Комиссар застал Жанвье в привратницкой, около телефона. Повесив трубку, инспектор сообщил:
— Уже есть новости из Мулена. Семью Лёлё нашли: отец, мать и сын, банковский клерк. Их дочь, Жанна Лёлё, брюнетка небольшого роста с приплюснутым носом, оставила родной дом три года назад и не подает признаков жизни. Родители о ней даже слышать не хотят.
— Значит, портретного сходства нет?
— Нет. Она на пять сантиметров ниже Арлетты и вроде бы не собиралась делать пластическую операцию.
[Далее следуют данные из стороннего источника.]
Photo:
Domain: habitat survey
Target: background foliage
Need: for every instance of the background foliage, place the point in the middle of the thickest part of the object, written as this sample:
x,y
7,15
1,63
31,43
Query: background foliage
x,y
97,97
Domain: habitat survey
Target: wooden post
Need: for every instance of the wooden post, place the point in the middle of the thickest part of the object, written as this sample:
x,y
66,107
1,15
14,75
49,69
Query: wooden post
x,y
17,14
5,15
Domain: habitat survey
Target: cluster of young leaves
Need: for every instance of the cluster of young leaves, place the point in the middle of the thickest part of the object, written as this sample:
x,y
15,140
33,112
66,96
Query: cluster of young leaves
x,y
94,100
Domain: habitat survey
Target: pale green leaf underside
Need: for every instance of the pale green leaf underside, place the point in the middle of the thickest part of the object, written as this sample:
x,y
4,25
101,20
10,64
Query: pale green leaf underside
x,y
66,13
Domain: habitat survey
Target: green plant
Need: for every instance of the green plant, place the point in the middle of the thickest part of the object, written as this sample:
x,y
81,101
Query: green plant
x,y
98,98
— О графине никаких новостей?
— По-прежнему ничего. Я допросил жильцов подъезда «Б». Толстая блондинка, что подглядывала на лестнице, — гардеробщица в театре. Заявила, что ее не касается, что делается в доме, но, тем не менее, она слышала, как кто-то поднимался вверх минуты за две до прихода девушки.
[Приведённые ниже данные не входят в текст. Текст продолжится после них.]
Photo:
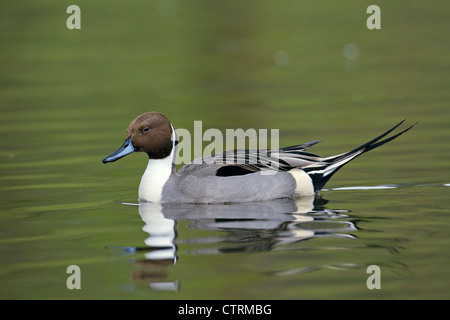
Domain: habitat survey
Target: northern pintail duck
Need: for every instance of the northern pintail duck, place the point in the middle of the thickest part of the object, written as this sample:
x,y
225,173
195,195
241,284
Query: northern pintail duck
x,y
298,172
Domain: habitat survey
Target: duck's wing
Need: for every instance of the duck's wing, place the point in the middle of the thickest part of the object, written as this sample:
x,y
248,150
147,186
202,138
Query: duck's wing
x,y
240,162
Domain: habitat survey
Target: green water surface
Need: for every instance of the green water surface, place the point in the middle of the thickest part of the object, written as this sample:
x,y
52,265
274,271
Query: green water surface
x,y
311,69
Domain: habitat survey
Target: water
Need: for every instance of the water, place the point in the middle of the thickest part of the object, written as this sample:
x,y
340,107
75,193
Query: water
x,y
66,98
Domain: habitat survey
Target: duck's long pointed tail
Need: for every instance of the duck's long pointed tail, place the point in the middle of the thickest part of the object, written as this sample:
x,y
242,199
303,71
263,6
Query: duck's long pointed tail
x,y
321,172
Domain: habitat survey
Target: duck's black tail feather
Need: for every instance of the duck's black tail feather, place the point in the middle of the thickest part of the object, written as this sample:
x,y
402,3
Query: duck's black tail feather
x,y
321,172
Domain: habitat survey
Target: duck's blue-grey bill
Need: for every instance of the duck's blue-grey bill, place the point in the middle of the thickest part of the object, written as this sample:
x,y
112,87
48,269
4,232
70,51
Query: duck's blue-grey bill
x,y
126,148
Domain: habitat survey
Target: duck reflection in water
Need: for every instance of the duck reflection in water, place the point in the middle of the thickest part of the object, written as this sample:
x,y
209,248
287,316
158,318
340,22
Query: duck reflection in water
x,y
246,227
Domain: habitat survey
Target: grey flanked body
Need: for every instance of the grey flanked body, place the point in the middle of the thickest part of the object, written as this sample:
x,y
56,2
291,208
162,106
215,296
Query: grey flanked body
x,y
231,175
198,183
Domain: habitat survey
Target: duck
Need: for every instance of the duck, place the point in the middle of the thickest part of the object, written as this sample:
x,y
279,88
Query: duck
x,y
230,176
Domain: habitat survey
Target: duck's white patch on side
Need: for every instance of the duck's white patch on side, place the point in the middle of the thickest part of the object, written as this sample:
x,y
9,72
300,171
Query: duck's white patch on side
x,y
305,187
156,174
— Значит, она слышала и шаги Арлетты? А откуда такая уверенность?
— Утверждает, что узнает ее по походке. А по-моему, она постоянно торчит под дверью и подсматривает.
— Она видела этого мужчину?
— Говорит, что нет, но он шел медленно, как ходят пожилые, тучные, или люди с больным сердцем.
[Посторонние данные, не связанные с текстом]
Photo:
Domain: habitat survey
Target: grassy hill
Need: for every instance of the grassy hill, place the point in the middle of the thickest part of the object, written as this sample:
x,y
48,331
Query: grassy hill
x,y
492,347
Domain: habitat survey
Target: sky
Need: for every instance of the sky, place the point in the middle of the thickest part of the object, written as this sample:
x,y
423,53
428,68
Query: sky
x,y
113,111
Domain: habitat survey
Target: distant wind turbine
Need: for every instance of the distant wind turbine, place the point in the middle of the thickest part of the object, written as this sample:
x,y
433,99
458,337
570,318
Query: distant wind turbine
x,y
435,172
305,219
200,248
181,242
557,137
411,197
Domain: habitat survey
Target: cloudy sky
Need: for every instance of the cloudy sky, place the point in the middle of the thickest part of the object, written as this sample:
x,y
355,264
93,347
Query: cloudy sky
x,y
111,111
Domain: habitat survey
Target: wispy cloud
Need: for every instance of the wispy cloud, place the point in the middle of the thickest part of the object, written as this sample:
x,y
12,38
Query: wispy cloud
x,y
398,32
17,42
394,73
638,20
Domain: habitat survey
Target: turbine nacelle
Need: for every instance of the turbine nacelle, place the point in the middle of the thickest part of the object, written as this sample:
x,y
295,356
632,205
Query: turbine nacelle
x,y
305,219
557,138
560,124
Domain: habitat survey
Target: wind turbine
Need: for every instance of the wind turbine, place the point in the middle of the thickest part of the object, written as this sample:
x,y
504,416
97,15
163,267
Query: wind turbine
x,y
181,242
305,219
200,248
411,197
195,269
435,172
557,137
— Она не обратила внимания, когда он вернулся?
— Нет.
— А может быть, это кто-то из живущих наверху?
— Она утверждает, что знает походку всех соседей. Я спрашивал также девушку из квартиры рядом, она работает в пивной. Зря только разбудил. Она ничего не слышала.
— Это все?
— Звонил Люка. Он вернулся в контору и ждет указаний.
— Оттиски пальцев?
— Только наши и Арлетты. Рапорт мсье получит вечером.
Мегрэ обратился к консьержке:
— Здесь нет жильца по имени Оскар?
— Нет, мсье комиссар. Но как-то раз был телефонный звонок. Какой-то мужчина с непарижским выговором сказал: «Прошу передать Арлетте, что ее ждет Оскар в обычном месте».
— Когда примерно это было?
— После ее переезда, через месяц или два. Я потому и запомнила, что ей был только один звонок.
— Она получала письма?
— Иногда, из Брюсселя.
— Мужской почерк?
— Нет, какой-то малограмотной женщины.
Через полчаса Мегрэ и Жанвье, выпив наскоро по кружке в пивной «Дофин», приехали на набережную Орфевр.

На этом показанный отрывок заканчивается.